A Taste Of Home

Photograph: Courtesy of Korai Kitchen

A tiny mother-and-daughter food venture earned a nomination for the prestigious James Beard Award for Chef Nur-E-Gulshan Rahman, and a highly coveted three-star rating from The New York Times. Here is a closer look at how Bangladeshi flavours are winning hearts and minds in New Jersey.

America is experiencing a renaissance in Bangladeshi cuisine. It feels like stumbling into the kitchen at midnight, opening a pot on the stove, and discovering something simmering that smells so good it heals a part of you; the part of you that misses warm home-cooked meals prepared by loving hands. Across the country, tiny Bangladeshi restaurants, often no frills and intimate, are pulling people in through their doors with the force of bold flavours. 

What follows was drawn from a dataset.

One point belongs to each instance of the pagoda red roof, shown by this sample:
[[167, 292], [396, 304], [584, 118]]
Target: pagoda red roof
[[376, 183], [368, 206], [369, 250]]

Bangladeshis know what this is all about. These spaces are familiar. They resemble the kitchens and dining spaces Bangladeshi people have grown up in. The ones where our grandmothers and mothers created dishes that stood the test of time and memory. 

In the heart of Korai Kitchen, a small but bright restaurant in New Jersey, the whiffs of mustard oil transport patrons to traditional Bangladeshi homestyle kitchens. Founder Nur-E Gulshan Rahman, or better known as “Amma” to everyone who has passed through the Korai Kitchen orbit, didn’t set out to create a trendy spot for New Jersey’s foodies. Korai Kitchen opened in February 2018. Amma and her daughter, Nur-E Farhana, have cultivated the restaurant to offer patrons the same meals Amma fed her own children. She maintains her cooking to be the same as how she cooks at home: meals are made with generational cooking methods, with portions being generous, and with Amma refusing to make changes in the dining experience to suit inexperienced or delicate palates. 

Although the bulk of Korai Kitchen’s patrons experience Amma’s dishes through take-out or delivery, Korai Kitchen offers a dine-in experience aptly named “Amma’s Dinner.” This dining experience is what drew in reviews by The New York Times and three Michelin stars. The world wants a bite of Amma’s Dinner!

Amma’s Dinner at Korai Kitchen is an experience. Half of it is the magic of communal gathering in the small, simply decorated restaurant space to experience storytelling through food and conversation. The other half is a gastronomic journey through what Amma has decided will be on the menu that night. The experience consists of traditional bhortas and shared platters (because Bangladeshi food is not meant to be eaten alone, but with community and presence). You may be lucky enough to taste Amma’s hilsa fish in mustard sauce or beef rezala. Every spoonful carries with it memories of Bangladesh. 

To attend Amma’s Dinner, one needs to reserve seats through Korai Kitchen’s website. But good luck, because their reservations are booked solid, usually months in advance. Amma wanted her guests to eat the way she grew up eating — surrounded by people, noise, and love. In short, if you make it to Korai Kitchen, and maybe even experience Amma’s Dinner, you will experience the bold, emotional, and overflowing energy of Bangladesh on a plate. THAT is why people sign up weeks in advance. It is why The New York Times praised this little Bangladeshi institution. That is why Michelin gave it three stars. Korai Kitchen may be a small restaurant in New Jersey, but it is also a portal into experiencing the warmth and love that emanates from a Bangladeshi kitchen.